With the country’s COVID infection rate on the rise, government hospitals were going to struggle to cope sooner or later. As a result, private hospitals are also allowed to treat COVID patients. Regardless of what kind of hospital you receive treatment in, it is important to remember that there are several factors that influence the cost of it. Broadly, these factors are the following:
- How old you are
- Whether you have any pre-existing conditions (things like BP issues or diabetes or asthma)
- How severe the infection is in your case specifically
- Any complications in your treatment
- In case of the above, usage of ICU, isolation wards, ventilator support, etc
- Which state you’re in
Patients have started filing claims with their insurance companies for their medical costs and it is from these claims that we can get a better idea of how much, on average, treatment for coronavirus costs. The approximately 5600 claims to insurance companies amounted to around Rs 70 crores, which means the cost of treatment per person, on average, equals to around Rs. 1.25 lakhs.
What does this money pay for? Doctor fees, oxygen, ECGs, dressings, drug administration, lab usage, radiology, nursing, pharmacy, etc. Only a fraction of all affected patients requires critical care, which includes the usage of ventilators, PPEs and isolation wards, the factors that drive up the cost of treatment. That being said, the severity of the illness in each patient does dramatically affect the cost of treatment.
Assuming that a patient is admitted for 14 days (the usual duration it takes to recover from coronavirus), an isolation ward in a private hospital in Delhi can cost up to Rs 70,000 more for the overall stay than it costs for the same in a private hospital in Telangana; a private hospital in Karnataka would actually cost over Rs 1 lakh more. Being admitted in the ICU without a ventilator can cost anywhere between Rs. 1.05 and 2.10 lakhs (depending on the state where you receive the treatment) while an ICU with a ventilator costs between Rs. 1.2 and 3.5 lakhs.
These are not insignificant amounts for people to pay. The state you receive treatment in also greatly affects the cost that a patient bears, which should not be the case. It is perhaps for this reason that the Supreme Court recently directed the central government to cap the costs of coronavirus treatment at private hospitals. Many state governments have already taken measures to do so at the request of financially burdened patients and their families. Even so, most experts believe that Rs. 1.25 lakhs is an accurate average cost for COVID treatment.
Though the costs of coronavirus treatments are alarming, there is a fact that is even more so. Given the total COVID cases in the country, a comparatively small number of patients have filed claims with insurance companies for medical costs. This has led insurers to suspect that only a little over 3% of patients who have tested positive for COVID had medical insurance to fall back on.
The emotional and physical burden of sickness in the family can be a big enough challenge without having to pay lakhs for the treatment.
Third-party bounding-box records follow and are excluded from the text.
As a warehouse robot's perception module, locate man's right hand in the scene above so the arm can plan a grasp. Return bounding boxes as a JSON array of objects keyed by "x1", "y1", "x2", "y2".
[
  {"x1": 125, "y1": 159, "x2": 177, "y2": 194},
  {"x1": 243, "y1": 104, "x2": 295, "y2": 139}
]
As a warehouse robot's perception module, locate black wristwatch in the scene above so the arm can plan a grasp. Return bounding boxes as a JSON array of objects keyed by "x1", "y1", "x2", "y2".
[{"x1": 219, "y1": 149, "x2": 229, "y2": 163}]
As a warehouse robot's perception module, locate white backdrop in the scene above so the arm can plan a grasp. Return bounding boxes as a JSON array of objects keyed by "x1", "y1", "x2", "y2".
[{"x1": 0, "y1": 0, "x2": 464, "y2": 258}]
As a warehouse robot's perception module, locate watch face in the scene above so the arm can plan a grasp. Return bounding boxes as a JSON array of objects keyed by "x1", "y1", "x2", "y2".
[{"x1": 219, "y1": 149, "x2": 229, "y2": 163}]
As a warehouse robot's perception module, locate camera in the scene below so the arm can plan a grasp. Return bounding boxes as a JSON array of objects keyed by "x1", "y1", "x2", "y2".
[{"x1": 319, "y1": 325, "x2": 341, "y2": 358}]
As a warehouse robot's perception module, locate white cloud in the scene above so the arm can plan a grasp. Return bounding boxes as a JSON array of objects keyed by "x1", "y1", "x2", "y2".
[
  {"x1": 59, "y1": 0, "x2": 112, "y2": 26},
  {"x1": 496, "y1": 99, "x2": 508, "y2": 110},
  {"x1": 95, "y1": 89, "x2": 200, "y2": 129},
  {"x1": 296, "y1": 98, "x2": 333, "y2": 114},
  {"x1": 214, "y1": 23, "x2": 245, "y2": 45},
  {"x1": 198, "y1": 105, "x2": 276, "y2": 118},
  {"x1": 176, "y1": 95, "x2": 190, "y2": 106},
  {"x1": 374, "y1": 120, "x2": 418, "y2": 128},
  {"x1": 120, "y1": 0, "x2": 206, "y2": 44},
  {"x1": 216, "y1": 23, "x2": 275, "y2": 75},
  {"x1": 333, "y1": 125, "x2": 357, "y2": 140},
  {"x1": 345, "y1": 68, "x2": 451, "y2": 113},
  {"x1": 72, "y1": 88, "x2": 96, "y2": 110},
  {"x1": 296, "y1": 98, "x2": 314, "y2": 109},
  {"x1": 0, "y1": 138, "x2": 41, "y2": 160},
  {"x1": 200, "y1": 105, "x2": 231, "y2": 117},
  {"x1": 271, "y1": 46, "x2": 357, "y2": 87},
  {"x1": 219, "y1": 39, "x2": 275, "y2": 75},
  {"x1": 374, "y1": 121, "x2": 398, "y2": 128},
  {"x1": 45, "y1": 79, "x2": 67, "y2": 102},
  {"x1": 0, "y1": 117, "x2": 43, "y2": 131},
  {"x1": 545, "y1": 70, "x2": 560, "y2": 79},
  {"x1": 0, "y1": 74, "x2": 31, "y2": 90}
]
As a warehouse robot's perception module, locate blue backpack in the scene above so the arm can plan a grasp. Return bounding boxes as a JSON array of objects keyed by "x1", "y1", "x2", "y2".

If for no other reason than not having to pay that kind of money as a lump sum out of pocket, medical insurance is a sound investment, but the fact that it covers you against future illnesses and medical emergencies is an important reason to do so as well.
If the cost of insurance is deterring you from getting one, you should know that there are now affordable, government-backed health insurance policies available, both for coronavirus, which we’ve discussed in a previous post, and in general, which you can read more about here. If you can afford a more comprehensive plan, we highly recommend that you choose that, but these are reasonable alternatives that will be of use at least in the moderate run.
Though we wanted to give you relevant and accurate information about coronavirus treatment, we hope you don’t have to use it and that you’re all staying safe and healthy.